The board may grant a variance provided the following findings are made where relevant in a given case:

[ 112 Pa. Commw. Page 187]

(1) That there are unique physical circumstances or conditions, including irregularity, narrowness, or shallowness of lot size or shape, or exceptional topographical or other physical conditions peculiar to the particular property, and that the unnecessary hardship is due to such conditions, and not the circumstances or conditions generally created by the provisions of the zoning ordinance in the neighborhood or district in which the property is located;

(2) That because of such physical circumstances or conditions, there is no possibility that the property can be developed in strict conformity with the provisions of the zoning ordinance and that the authorization of a variance is therefore necessary to enable the reasonable use of the property.

As noted above, the Board found single family dwelling development was economically feasible and that, therefore, Appellant was not denied the reasonable use of his property. Those findings are supported by the testimony of Mr. Tate, which we have concluded constitutes substantial evidence. Accordingly, Appellant's argument must fail.

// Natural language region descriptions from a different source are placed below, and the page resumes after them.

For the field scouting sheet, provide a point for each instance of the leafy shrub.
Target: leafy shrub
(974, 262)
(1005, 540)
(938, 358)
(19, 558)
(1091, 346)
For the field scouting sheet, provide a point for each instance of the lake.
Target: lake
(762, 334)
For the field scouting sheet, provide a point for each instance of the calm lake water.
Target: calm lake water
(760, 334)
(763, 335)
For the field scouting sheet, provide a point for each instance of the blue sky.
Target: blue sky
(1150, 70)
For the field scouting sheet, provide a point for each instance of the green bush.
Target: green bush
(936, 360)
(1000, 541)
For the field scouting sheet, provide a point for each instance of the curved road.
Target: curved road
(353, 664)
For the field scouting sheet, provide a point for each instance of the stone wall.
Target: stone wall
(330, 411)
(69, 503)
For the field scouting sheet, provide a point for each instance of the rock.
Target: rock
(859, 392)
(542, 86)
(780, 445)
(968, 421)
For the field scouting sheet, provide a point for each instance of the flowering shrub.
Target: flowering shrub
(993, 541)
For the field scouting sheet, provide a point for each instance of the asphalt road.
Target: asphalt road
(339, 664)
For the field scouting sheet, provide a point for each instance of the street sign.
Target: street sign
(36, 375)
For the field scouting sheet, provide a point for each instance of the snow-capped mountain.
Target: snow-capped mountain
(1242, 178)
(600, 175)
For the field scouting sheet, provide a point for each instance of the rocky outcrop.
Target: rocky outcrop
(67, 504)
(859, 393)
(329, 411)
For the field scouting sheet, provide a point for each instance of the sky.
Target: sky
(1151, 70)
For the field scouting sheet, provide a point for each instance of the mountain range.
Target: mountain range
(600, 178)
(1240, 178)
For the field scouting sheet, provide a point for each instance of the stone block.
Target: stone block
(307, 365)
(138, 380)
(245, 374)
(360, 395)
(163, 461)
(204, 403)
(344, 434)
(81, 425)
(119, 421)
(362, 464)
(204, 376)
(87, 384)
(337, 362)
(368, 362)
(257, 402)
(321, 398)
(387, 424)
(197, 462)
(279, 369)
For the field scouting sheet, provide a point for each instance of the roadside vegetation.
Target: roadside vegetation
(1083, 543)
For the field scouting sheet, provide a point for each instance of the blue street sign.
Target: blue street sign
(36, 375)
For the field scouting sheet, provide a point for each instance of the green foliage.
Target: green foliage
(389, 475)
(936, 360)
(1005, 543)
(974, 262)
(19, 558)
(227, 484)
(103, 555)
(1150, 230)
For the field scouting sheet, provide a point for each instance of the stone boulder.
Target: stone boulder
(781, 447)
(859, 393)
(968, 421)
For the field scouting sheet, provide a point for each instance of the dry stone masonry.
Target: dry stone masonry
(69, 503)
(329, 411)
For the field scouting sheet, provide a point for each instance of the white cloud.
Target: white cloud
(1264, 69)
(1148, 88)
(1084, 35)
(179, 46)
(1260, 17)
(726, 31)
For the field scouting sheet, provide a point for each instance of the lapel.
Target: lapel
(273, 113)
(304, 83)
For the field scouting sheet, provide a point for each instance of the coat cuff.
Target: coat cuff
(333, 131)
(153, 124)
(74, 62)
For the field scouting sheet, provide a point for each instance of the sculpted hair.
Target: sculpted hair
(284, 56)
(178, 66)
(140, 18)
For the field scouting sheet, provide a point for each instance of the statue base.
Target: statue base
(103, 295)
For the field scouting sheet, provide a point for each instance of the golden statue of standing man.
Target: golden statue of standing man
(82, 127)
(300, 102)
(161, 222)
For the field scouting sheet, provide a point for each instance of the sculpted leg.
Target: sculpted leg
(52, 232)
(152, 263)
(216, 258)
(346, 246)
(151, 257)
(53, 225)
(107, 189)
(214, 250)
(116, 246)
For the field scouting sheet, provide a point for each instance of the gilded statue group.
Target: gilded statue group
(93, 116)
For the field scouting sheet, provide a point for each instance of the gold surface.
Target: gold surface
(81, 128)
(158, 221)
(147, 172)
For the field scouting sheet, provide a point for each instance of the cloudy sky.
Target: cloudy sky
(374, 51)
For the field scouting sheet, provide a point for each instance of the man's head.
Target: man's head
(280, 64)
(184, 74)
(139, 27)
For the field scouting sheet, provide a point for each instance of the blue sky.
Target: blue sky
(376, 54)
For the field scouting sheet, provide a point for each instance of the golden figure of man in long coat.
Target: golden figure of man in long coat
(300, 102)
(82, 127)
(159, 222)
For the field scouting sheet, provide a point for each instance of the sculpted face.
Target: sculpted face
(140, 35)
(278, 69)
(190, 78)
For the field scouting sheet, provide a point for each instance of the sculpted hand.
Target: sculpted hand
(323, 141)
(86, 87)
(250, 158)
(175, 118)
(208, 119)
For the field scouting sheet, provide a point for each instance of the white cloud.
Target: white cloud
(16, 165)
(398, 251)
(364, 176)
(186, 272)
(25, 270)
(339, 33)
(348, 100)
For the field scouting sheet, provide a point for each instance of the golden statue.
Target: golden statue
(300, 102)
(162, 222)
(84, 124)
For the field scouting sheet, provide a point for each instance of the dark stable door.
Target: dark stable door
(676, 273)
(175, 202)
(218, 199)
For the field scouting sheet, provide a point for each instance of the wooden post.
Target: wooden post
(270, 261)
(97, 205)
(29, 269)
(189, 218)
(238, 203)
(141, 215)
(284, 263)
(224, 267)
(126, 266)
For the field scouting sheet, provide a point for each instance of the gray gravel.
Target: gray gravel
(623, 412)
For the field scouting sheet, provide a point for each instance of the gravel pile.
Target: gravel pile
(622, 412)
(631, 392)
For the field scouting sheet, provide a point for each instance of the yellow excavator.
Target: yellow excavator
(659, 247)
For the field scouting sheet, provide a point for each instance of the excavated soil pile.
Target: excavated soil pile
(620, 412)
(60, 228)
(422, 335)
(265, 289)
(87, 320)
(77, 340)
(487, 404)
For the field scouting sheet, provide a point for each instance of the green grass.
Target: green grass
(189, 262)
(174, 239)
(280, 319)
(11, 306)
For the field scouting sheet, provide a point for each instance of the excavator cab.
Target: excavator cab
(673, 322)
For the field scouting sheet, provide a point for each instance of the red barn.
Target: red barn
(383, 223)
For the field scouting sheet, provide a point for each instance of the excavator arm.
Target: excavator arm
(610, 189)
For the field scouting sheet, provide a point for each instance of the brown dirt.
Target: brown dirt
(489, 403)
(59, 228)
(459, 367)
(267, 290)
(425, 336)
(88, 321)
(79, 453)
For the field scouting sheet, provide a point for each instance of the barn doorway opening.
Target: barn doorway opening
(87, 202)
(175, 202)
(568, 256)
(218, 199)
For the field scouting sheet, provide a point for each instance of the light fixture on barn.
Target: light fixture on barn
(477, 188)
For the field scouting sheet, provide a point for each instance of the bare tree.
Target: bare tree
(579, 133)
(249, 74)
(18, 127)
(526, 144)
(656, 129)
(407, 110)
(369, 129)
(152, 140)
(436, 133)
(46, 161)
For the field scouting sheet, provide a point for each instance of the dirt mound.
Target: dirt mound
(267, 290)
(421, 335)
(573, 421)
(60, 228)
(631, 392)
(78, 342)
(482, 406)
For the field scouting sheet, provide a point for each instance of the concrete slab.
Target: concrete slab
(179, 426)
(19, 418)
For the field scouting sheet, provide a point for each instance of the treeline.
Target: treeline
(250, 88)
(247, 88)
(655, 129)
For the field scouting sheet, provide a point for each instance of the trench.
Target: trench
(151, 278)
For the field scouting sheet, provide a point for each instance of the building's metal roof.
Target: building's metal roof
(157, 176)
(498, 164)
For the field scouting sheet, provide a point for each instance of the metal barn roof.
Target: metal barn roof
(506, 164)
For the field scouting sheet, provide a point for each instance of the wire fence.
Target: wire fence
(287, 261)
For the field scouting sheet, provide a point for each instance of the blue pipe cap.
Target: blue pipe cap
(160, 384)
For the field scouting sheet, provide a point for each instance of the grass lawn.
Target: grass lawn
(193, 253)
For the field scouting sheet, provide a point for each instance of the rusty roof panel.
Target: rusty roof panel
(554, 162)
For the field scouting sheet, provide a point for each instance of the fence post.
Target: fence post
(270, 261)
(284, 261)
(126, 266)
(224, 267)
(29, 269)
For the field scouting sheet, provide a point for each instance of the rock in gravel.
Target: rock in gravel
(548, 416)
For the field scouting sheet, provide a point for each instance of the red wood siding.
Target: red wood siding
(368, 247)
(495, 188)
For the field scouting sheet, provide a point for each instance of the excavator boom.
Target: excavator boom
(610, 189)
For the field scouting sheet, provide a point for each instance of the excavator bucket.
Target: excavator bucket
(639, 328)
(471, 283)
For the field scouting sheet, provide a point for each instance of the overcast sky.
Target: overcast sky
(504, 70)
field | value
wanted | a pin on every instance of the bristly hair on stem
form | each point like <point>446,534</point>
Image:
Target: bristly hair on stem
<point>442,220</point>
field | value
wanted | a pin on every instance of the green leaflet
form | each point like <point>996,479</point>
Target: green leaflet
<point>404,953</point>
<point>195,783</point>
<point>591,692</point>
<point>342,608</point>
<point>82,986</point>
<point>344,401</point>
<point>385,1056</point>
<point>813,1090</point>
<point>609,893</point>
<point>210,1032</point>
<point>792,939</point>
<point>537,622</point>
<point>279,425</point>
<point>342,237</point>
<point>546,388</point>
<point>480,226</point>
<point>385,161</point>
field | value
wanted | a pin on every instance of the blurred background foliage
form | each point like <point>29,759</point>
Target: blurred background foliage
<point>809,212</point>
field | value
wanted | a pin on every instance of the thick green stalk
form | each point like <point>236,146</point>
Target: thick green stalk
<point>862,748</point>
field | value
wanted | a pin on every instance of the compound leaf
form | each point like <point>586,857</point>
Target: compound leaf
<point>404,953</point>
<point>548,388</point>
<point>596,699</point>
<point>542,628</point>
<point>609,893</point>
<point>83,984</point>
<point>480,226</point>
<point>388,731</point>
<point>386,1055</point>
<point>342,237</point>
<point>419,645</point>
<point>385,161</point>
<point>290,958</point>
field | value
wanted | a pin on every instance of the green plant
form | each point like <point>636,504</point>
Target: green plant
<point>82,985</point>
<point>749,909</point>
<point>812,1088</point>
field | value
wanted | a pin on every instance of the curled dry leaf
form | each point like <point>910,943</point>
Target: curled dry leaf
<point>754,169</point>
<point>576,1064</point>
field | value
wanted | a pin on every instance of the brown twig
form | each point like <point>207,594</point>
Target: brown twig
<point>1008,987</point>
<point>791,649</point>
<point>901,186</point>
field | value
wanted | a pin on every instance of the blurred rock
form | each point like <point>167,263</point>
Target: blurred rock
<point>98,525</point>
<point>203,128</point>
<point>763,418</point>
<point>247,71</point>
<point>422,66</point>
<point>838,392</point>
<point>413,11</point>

Appellant also argues that the denial of the variance is confiscatory. However, the Board found Appellant has not been denied the reasonable use of his property. Appellant's confiscation argument is without merit.

Given our narrow scope of review, the decision of the trial court is affirmed.


And Now, December 24, 1987, the decision of the Court of Common Pleas of Allegheny County in the above-captioned matter is hereby affirmed.